New Decision by STF Allegedly Poses Harm to Health Plan Customers: Consumer Protection Stands Against It
The Supreme Court (STF) has made a landmark decision that could potentially impact health plan users in Brazil. The decision, based on a 2022 law, requires health plans to cover treatments not listed by the National Supplementary Health Agency (ANS).
This ruling has sparked a debate among various stakeholders in the health sector. The Federation of Hospitals, Clinics, Laboratories, and Health Establishments of the State of São Paulo (FeSaúde) has expressed the need for legal certainty and regulatory balance, stating that the sector requires such clarity to avoid confusion.
Francisco Balestrin, president of FeSaúde, believes that exceptions should have clear technical criteria, proven effectiveness, regulated registration, absence of adequate alternatives, and scientific evaluation. He also advocates for the recognition of ANS as the technical instance to update the list of procedures to avoid 'excessive judicialization' in the sector.
On the other hand, the Institute for Consumer Defense (Idec) considers the STF's decision to be 'seriously harmful' to health plan users. Lawyer Walter Moura, representing Idec, believes the STF's understanding will have concrete consequences for users.
The court's decision specifies that authorizations for coverage of treatments not on the ANS list must consider five cumulative parameters: prescription by a qualified physician or dentist, absence of an explicit refusal or pending analysis of the ANS list update, absence of an alternative therapeutic option on the ANS list, proof of the treatment's effectiveness and safety, and existence of Anvisa registration.
In judicial decisions involving authorizations for treatments not on the ANS list, the Supreme Court rules that the judge must make several verifications before deciding the case. If the guidance is not followed, the judicial decision may be annulled.
The list of procedures defined by the ANS is no longer exhaustive, becoming illustrative after the law came into effect. In case of granting a favorable preliminary injunction to the user, the judge must notify ANS about the possibility of including the treatment in the list of procedures.

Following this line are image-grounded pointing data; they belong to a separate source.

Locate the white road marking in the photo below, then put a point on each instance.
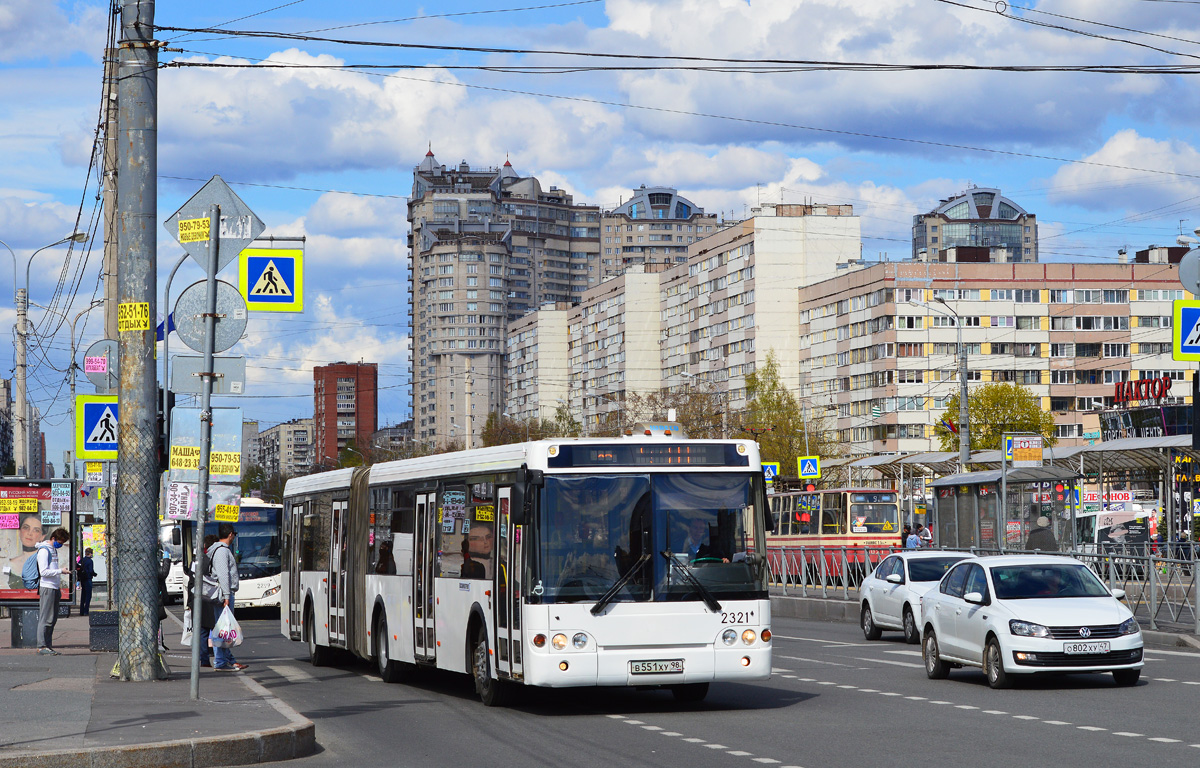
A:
(292, 675)
(895, 664)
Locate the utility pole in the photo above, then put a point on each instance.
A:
(109, 202)
(137, 481)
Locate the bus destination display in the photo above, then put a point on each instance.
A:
(649, 455)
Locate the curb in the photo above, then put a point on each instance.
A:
(837, 610)
(297, 739)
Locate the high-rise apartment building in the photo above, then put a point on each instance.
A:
(487, 245)
(976, 226)
(879, 346)
(654, 227)
(287, 449)
(345, 407)
(713, 318)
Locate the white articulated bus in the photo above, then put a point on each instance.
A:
(635, 561)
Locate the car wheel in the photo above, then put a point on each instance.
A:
(690, 693)
(935, 669)
(493, 693)
(389, 670)
(1126, 678)
(870, 631)
(994, 666)
(911, 634)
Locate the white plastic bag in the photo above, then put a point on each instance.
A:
(227, 631)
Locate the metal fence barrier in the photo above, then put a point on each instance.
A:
(1159, 581)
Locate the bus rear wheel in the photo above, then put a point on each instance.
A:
(492, 691)
(389, 670)
(690, 693)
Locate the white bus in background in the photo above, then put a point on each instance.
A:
(555, 563)
(257, 549)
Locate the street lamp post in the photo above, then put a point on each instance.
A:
(21, 432)
(964, 419)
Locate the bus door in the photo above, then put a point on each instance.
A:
(337, 574)
(508, 589)
(295, 561)
(425, 643)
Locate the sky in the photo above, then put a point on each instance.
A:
(318, 145)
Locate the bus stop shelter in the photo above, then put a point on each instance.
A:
(967, 511)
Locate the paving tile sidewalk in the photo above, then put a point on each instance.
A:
(70, 702)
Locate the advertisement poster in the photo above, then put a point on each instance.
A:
(24, 511)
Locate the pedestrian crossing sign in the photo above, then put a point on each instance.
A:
(271, 280)
(96, 426)
(809, 466)
(1186, 328)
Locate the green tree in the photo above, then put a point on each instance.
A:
(994, 409)
(795, 429)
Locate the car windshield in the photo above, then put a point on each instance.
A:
(595, 529)
(1068, 580)
(930, 568)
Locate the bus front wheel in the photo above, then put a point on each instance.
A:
(492, 691)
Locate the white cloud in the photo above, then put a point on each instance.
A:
(1114, 184)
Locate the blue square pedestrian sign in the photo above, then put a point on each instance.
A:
(96, 426)
(271, 280)
(1186, 330)
(808, 466)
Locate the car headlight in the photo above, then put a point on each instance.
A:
(1027, 629)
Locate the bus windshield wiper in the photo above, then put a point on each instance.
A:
(621, 582)
(709, 600)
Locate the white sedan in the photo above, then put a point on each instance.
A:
(891, 594)
(1024, 615)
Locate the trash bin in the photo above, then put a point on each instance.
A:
(102, 630)
(24, 627)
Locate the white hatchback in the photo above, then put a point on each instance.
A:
(891, 594)
(1024, 615)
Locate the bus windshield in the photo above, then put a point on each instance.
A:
(660, 533)
(257, 544)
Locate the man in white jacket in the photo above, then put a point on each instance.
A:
(49, 589)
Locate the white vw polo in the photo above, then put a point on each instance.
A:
(1023, 615)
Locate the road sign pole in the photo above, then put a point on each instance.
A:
(202, 505)
(137, 207)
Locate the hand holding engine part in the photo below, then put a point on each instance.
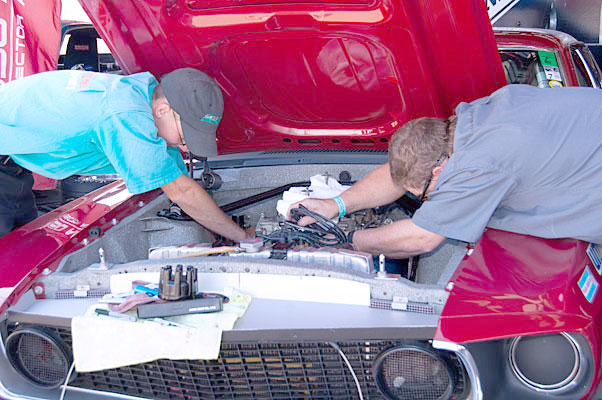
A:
(328, 208)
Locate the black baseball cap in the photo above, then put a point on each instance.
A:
(198, 101)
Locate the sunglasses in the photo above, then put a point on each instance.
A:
(424, 197)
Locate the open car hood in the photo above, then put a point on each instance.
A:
(338, 74)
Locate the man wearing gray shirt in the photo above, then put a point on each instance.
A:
(524, 160)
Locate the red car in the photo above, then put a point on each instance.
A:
(546, 58)
(309, 89)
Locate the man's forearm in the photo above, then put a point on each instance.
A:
(199, 205)
(401, 239)
(376, 189)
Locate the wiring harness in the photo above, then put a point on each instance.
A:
(319, 234)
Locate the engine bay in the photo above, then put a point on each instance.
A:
(159, 235)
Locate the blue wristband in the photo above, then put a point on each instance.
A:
(341, 204)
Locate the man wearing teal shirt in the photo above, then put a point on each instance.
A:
(63, 123)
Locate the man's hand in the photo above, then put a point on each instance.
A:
(199, 205)
(250, 231)
(325, 207)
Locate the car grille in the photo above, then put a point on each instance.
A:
(274, 370)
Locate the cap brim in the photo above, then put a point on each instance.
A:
(200, 139)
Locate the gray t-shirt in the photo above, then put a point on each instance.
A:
(525, 160)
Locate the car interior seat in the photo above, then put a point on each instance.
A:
(82, 52)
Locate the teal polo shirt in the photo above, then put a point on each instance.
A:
(62, 123)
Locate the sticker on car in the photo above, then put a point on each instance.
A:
(595, 255)
(588, 284)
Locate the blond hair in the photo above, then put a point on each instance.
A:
(415, 148)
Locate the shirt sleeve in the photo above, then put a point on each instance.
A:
(463, 202)
(129, 141)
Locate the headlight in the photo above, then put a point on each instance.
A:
(547, 362)
(413, 372)
(39, 356)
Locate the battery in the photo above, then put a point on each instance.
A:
(182, 307)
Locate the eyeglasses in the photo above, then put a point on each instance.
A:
(442, 158)
(182, 142)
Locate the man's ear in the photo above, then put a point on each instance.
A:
(437, 170)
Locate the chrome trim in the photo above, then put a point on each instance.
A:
(469, 363)
(565, 38)
(568, 383)
(590, 75)
(112, 395)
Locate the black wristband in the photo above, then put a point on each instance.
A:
(350, 237)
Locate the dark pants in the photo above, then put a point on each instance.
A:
(17, 203)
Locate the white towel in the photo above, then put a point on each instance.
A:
(318, 189)
(102, 342)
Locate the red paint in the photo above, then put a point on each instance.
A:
(323, 75)
(27, 251)
(514, 285)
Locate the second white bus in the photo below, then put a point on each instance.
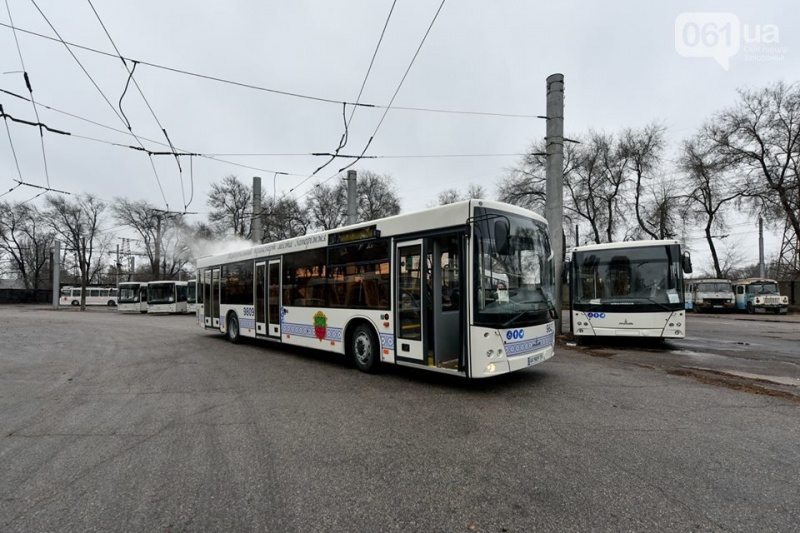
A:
(94, 296)
(406, 290)
(167, 297)
(132, 297)
(629, 289)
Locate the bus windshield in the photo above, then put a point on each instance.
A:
(719, 286)
(646, 274)
(763, 288)
(161, 293)
(128, 294)
(514, 286)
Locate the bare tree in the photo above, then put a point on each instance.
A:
(376, 196)
(714, 187)
(326, 205)
(284, 218)
(231, 207)
(760, 137)
(79, 224)
(453, 195)
(25, 241)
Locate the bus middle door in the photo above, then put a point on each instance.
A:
(409, 283)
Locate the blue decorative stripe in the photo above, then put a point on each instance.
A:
(387, 341)
(305, 330)
(529, 345)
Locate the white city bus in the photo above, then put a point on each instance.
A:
(710, 294)
(407, 290)
(629, 289)
(191, 296)
(94, 296)
(167, 297)
(132, 297)
(759, 295)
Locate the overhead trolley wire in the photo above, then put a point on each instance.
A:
(33, 102)
(141, 93)
(343, 140)
(271, 90)
(67, 46)
(386, 108)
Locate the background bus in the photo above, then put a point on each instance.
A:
(94, 296)
(167, 297)
(632, 288)
(191, 296)
(760, 295)
(132, 297)
(711, 294)
(407, 290)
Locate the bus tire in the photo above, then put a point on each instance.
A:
(364, 349)
(232, 332)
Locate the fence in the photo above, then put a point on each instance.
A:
(25, 296)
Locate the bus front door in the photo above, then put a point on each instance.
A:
(411, 306)
(274, 299)
(211, 300)
(261, 298)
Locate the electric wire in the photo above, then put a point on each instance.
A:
(386, 109)
(152, 164)
(343, 140)
(270, 90)
(141, 93)
(30, 91)
(11, 142)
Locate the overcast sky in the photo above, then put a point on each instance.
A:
(624, 65)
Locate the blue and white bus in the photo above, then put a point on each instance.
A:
(406, 290)
(628, 289)
(760, 295)
(132, 297)
(167, 297)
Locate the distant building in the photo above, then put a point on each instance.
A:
(17, 284)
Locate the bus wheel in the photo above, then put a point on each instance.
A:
(364, 349)
(233, 329)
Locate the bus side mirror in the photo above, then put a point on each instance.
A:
(502, 243)
(687, 262)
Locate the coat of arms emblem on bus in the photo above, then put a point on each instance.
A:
(320, 325)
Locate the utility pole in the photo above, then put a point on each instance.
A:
(56, 263)
(762, 271)
(554, 202)
(255, 227)
(118, 266)
(351, 197)
(158, 244)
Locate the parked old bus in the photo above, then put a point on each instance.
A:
(406, 290)
(759, 295)
(167, 297)
(191, 296)
(630, 289)
(132, 297)
(711, 294)
(94, 296)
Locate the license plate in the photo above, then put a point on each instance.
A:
(533, 359)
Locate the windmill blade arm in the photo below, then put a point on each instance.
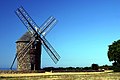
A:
(23, 20)
(49, 22)
(49, 27)
(50, 50)
(13, 62)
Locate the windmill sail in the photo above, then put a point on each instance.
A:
(50, 50)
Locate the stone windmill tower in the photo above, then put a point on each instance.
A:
(29, 45)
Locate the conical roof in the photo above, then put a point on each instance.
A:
(25, 38)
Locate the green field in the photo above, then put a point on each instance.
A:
(63, 76)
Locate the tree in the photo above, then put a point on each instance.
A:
(95, 66)
(114, 54)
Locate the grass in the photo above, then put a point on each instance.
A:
(62, 76)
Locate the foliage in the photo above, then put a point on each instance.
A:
(114, 55)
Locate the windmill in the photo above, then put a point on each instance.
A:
(29, 53)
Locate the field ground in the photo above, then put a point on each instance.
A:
(107, 75)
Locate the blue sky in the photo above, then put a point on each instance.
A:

The STF's decision is based on a lawsuit filed by the National Union of Self-Management Health Institutions (Unidas) against portions of Law 14.445/2022. The court must verify if there was a prior request to the operator, if there was an unreasonable delay or omission by the operator in authorizing the treatment. The magistrate may not base their decision solely on the prescription or medical report presented by the plan user.
Procedures authorized by doctors or dentists must be authorized by plans, provided there is evidence of the treatment's effectiveness or it is recommended by Conitec. However, if the guidance is not followed, the judicial decision may be annulled.
Balestrin defends exceptions with clear technical criteria, proven effectiveness, regulated registration, absence of adequate alternatives, and scientific evaluation. He believes the list of procedures should not be absolute or an 'invitation to unlimited coverages'.
This decision has raised concerns among health plan users and stakeholders alike. The debate continues as the health sector seeks clarity and balance in the implementation of this new law.